A new AI Engineering Insights capability tracks AI coding agent adoption across teams over time, measures output with metrics like AI-committed code percentage and lines generated, and monitors spend per developer and per commit. It also compares AI-assisted and non-AI developer performance head-to-head on PR cycle time and work items delivered, with a leaderboard for drilling into individual patterns. Read more in the AI DLC Insights release notes.
The Cloud and AI Cost Management overview page got a redesign: new widgets for top spenders, optimization impact, and service breakdown, plus support for AWS and GCP cost adjustments.
You can now connect OpenAI and Anthropic accounts directly through a guided three-step wizard with secure API key storage and live connection testing, currently behind a feature flag. Grouping AI traces by service in Cost Explorer now opens a drawer with run history, a span-level timeline, and cost attribution down to the individual trace. And a new Asset Governance tab lets you set cost preferences separately for AWS, GCP, and Azure, also behind a feature flag.
The rest of this month's cost updates were accuracy and access fixes: anomaly filters no longer silently ignore a perspective that's been deleted, nodepool savings calculations now use the same cost basis as the monthly total instead of overstating savings, overview anomaly counts now include both resource-level and cost-category anomalies, only users with the right permission can edit or delete anomaly alerts, recommendation savings labels are localized to your preferred cost type, repeated commitment renewal events now collapse into a single indicator instead of a wall of icons, and filter messaging and recommendations navigation both got cleaned up. Full details are in the cost management release notes.

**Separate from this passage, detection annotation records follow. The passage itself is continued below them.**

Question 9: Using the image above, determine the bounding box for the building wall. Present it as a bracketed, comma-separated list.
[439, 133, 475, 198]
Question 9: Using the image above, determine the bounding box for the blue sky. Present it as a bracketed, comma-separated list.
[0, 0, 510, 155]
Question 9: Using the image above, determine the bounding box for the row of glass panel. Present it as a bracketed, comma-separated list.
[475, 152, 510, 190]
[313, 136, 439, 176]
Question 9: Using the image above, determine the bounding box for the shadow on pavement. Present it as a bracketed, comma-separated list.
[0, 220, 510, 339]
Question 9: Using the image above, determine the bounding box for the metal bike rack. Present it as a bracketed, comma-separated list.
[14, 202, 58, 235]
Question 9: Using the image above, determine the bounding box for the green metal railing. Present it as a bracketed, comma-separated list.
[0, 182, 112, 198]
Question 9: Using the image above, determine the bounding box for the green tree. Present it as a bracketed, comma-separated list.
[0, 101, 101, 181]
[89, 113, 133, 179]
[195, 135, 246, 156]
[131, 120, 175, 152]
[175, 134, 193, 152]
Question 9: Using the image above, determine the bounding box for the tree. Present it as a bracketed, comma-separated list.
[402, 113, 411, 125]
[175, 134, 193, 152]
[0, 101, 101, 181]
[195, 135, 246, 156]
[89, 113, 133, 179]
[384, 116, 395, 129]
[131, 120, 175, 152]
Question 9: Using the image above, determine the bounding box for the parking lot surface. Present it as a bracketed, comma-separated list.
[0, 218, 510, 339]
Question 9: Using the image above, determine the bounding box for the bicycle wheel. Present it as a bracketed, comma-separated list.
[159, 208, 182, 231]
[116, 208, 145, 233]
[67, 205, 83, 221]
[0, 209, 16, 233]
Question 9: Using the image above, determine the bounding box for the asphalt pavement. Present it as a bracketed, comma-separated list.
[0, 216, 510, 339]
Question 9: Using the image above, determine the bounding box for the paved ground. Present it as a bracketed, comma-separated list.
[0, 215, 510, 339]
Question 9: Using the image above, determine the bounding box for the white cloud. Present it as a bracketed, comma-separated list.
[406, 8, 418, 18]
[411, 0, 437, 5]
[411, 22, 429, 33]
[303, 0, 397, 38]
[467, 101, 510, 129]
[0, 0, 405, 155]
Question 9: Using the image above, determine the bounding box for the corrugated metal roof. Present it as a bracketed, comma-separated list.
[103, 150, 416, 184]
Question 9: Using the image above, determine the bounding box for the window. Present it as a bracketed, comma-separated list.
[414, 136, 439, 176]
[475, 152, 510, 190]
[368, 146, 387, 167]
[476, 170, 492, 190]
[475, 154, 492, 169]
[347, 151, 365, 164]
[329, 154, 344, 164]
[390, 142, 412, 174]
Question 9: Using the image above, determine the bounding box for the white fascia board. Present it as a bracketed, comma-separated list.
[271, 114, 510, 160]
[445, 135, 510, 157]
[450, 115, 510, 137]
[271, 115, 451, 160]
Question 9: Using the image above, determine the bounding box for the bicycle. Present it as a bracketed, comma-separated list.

New integrations auto-discover and ingest entities from your existing tools, no manual YAML, no custom scripts. Unlike frontend-only plugins, this data feeds into scorecards, workflows, aggregation rules, and the knowledge graph itself.
Bitbucket Cloud entities in the catalog now show pull request history and commit activity right on the entity page, and Dynatrace entities show monitor and SLO data the same way, so developers get observability context without leaving the portal. More on that in the IDP release notes.

Environment Management now shows a clear, current state for every environment, so platform engineers know what's actually happening without cross-referencing three other tools.
Module Registry 2.0, in beta, lets teams publish IaC modules as immutable artifacts, auto-sync new versions on publish, and govern them with Supported, Warning, and Deprecated controls across project, org, and account scopes. Self-service, with guardrails, instead of a spreadsheet tracking who's on which version. Learn more about Module Registry.
Drift detection can now run on any schedule you set, and workspaces can be given a TTL so short-lived infrastructure, PR environments, and feature branches tears itself down automatically instead of quietly running up a cloud bill. Find more details on ephemeral workspaces.
Database DevOps now supports Harness Code Repository natively as a schema source, so teams no longer need a separate Git connector just to point at their own repo.
And Database DevOps can now authenticate to Amazon RDS and Aurora using AWS IAM through Harness's delegate, currently in beta and behind a feature flag, cutting down on credential management overhead and closing off a class of stored-secret risk.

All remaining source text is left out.